Il y a des récompenses individuelles qui restent dans l’histoire à l’instar de celle reçue par Ada Hegerberg, pour le premier ballon d’Or féminin en 2018 et il y a des matches qui compteront pour l’histoire comme la victoire de l’Angleterre sur l’Espagne en finale 2023 de la Coupe du monde, les installant pour pratiquement quatre ans, à la première place mondiale.
La 25e finale de la Women Champions League entre l’Olympique Lyonnais Lyonnes et le FC Barcelona est de ce tonneau là.
Elle préfigure, comme pour les vins de garde, à l’installation définitive du club catalan au plus haut niveau européen voire mondial, après trois victoires (2021, 2023, 2024), cinq Ballons d’Or (Alexia, Aitana), trois finales (2019, 2022, 2025) dans les sept dernières années OU, à la résurrection de l’Olympique Lyonnais, huit titres depuis 2011, trois finales perdues (2010, 2013) dont la dernière en 2024 face au Fc Barcelona (0-2) devant (50.000 spectateurs), et certainement la future Ballon d’Or 2026, l’haïtienne Melchie Dumornay, dans ses rangs, SOUS l’égide de la patronne du football mondial féminin, la propriétaire des Lyonnes (France), des Lionesses London (Angleterre) et du club américain Washington Spirit (USA), Michèle Kang.
Une victoire lyonnaise et la marque de la multi-propriété entre de plein pied dans l’Europe, comme solution économique et stratégique pour maitriser les inconnues de performance dans le football féminin.
Pour le FC Barcelona, il s’agit de la fin d’une histoire avec le départ de nombreuses joueuses historiques de cités comme Mapi Leon, Alexia, dans le passé la gardienne Coll ; pour l’OL Les Lyonnes, Wendie Renard réfléchira certainement à une date de fin dans les deux ou trois années à venir quand Lindsey Heaps, capitaine américaine, sait depuis longtemps qu’elle fera partie de la nouvelle Franchise américaine de DENVER.

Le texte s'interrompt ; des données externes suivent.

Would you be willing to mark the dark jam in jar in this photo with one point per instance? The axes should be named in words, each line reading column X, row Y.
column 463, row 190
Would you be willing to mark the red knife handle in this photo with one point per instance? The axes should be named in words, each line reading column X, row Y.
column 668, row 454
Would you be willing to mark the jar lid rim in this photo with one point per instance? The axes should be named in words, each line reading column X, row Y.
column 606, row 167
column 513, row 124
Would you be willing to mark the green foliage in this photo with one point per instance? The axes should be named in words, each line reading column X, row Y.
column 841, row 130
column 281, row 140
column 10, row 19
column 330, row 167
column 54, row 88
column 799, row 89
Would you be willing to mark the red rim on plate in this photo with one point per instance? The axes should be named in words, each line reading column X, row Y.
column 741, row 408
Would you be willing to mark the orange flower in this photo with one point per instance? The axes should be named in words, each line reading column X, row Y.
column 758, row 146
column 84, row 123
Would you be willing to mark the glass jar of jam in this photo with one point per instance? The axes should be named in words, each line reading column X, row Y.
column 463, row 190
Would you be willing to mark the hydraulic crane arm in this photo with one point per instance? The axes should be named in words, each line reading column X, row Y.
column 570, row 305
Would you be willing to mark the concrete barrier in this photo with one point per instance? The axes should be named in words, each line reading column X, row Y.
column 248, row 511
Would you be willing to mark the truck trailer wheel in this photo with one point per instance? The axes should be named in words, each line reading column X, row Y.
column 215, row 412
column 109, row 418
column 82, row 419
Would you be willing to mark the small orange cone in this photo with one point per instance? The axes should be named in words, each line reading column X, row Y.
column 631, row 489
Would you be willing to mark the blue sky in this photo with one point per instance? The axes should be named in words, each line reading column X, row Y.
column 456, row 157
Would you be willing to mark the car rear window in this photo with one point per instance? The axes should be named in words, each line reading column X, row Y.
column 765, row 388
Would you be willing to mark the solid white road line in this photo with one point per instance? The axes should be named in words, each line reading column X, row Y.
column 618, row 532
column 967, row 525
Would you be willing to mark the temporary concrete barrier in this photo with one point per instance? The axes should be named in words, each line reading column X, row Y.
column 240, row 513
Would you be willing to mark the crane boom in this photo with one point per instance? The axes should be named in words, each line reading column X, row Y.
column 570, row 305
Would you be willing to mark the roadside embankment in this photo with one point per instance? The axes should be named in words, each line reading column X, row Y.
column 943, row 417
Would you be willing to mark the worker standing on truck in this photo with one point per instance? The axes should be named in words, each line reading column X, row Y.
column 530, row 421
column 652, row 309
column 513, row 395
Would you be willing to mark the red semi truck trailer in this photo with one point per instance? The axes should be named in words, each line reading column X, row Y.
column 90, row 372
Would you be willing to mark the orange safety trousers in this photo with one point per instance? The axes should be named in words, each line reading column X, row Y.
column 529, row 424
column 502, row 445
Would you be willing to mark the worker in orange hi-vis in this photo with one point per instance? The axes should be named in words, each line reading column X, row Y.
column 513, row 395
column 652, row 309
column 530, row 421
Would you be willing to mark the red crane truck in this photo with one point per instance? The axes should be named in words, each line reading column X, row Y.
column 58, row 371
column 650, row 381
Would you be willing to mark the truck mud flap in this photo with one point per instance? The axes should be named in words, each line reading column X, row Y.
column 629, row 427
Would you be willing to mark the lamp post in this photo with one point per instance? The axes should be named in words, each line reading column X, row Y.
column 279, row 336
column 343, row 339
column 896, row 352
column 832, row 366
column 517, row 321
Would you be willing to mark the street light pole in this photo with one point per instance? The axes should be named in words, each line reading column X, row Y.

Sur le plan du jeu, Barcelona a, avec Ewa Pajor, une joueuse qui coupe les centres de la tête ce que personne ne fait en Arkema Première Ligue. Sur cette vitesse d’action et de décision, la défense centrale Wendie Renard, Ingrid Engen, et Christiane Endler peuvent être prises en défaut, soit par l’âge, soit par l’émotion. La norvégienne étant une ex-joueuse du FC Barcelona, face à une joueuse avec qui elle est en couple même si elle est en défense centrale, et évoluant à la maison.
Pour les Lyonnes, le match contre Arsenal a montré qu’elles n’arrivaient plus à marquer de leur empreinte toute une rencontre. De la manière dont elles ressortiront de la domination du FC Barcelona indiquera la performance que son attaque, unique sur le plan mondial, sera dans l’obligation de produire. Les Lyonnes offensives étant dépendantes de leur milieu de terrain, la clé de voûte sera le duo Heaps/Scharer ou Heaps/Danmaris.
Pour l’émotion, Oslo, capitale de la Norvège touche Ada Hegerberg et Ingrid Engen du côté des Lyonnes comme la star Caroline Graham Hansen pour le FC Barcelona.
Enfin, le coach lyonnais, Jonatan Giráldez, a été celui qui a ramené les trois titres de championnes d’Europe au FC Barcelona. Devenu cadre de Michele Kang après avoir été son coach des Washington Spirit et maintenant des Lyonnes.
Compte tenu de cela, l’émotion et l’enjeu seront grands, demain après-midi. On est proche du 50/50 sur cette finale. Les Lyonnes avaient dit au FC Barcelona que le plus dur était de renouveler une performance après leur premier titre de 2019. Elles en ont gagné d’autres.
Les Barcelonaises pourraient dire aux Lyonnaises que le plus dur c’est de revenir après avoir disparu du titre depuis 2022. On verra quelle sera la réponse lyonnaise sur les coups de 20 heures samedi.
Le pire, à mon avis, serait que Jean-Michel Aulas s’approprie la victoire lyonnaise. Sérieusement, la convention collective est un gag pour faire avancer la performance sportive féminine française. On cherche les avancées sportives, sans les trouver.